The board advises the City Council on downtown redevelopment and planning. The council, sitting as the San Diego Redevelopment Agency, has final say on redevelopment matters.
Shapiro argued that the board's private meetings with the council's lawyers violated the Ralph M. Brown Act, the state's open-meeting law.
Superior Court Judge Richard E.L. Strauss ruled against Shapiro, finding that the board acts on behalf of the council.
The San Diego-based 4th District Court of Appeal reversed Strauss yesterday, saying the board "may not meet in closed session" to discuss the redevelopment agency's eminent domain lawsuits.
Eminent domain is the government's power to take private property for public uses.

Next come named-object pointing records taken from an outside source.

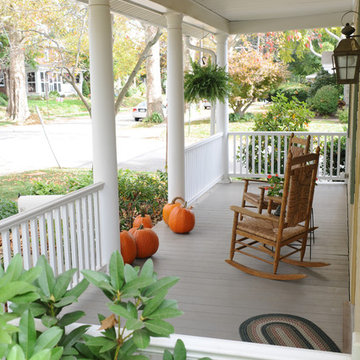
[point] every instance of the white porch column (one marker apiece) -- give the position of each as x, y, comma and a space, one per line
175, 95
103, 124
222, 114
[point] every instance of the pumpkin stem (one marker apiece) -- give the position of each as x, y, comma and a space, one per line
177, 198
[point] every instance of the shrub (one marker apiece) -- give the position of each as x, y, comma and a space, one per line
85, 88
298, 91
7, 208
155, 118
343, 115
322, 79
326, 99
282, 115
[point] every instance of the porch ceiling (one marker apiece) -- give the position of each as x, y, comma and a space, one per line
238, 16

The unanimous conclusion of the three-judge appeals panel is included in its published decision, so it can be cited as precedent in California cities with similar development corporations.
The panel said, "We are constrained by the plain language of the Brown Act to conclude that CCDC may not meet in closed session with the agency's counsel to discuss pending litigation to which CCDC is not a party."
Peter Hall, president of the Centre City Development Corp., said his board "is going to want to discuss this with counsel before we have any formal reaction or position about what it means to us."
City Attorney Michael Aguirre called the ruling "a wonderful advancement of the public's right to know."
Too many of San Diego's commissions and agencies "have forgotten that they are public agencies, and they have to conduct their business in public," he said.
Shapiro, 78, sent out an e-mail proclaiming: "I WON!"
Shapiro successfully sued City Council in 2002 for meeting illegally in private.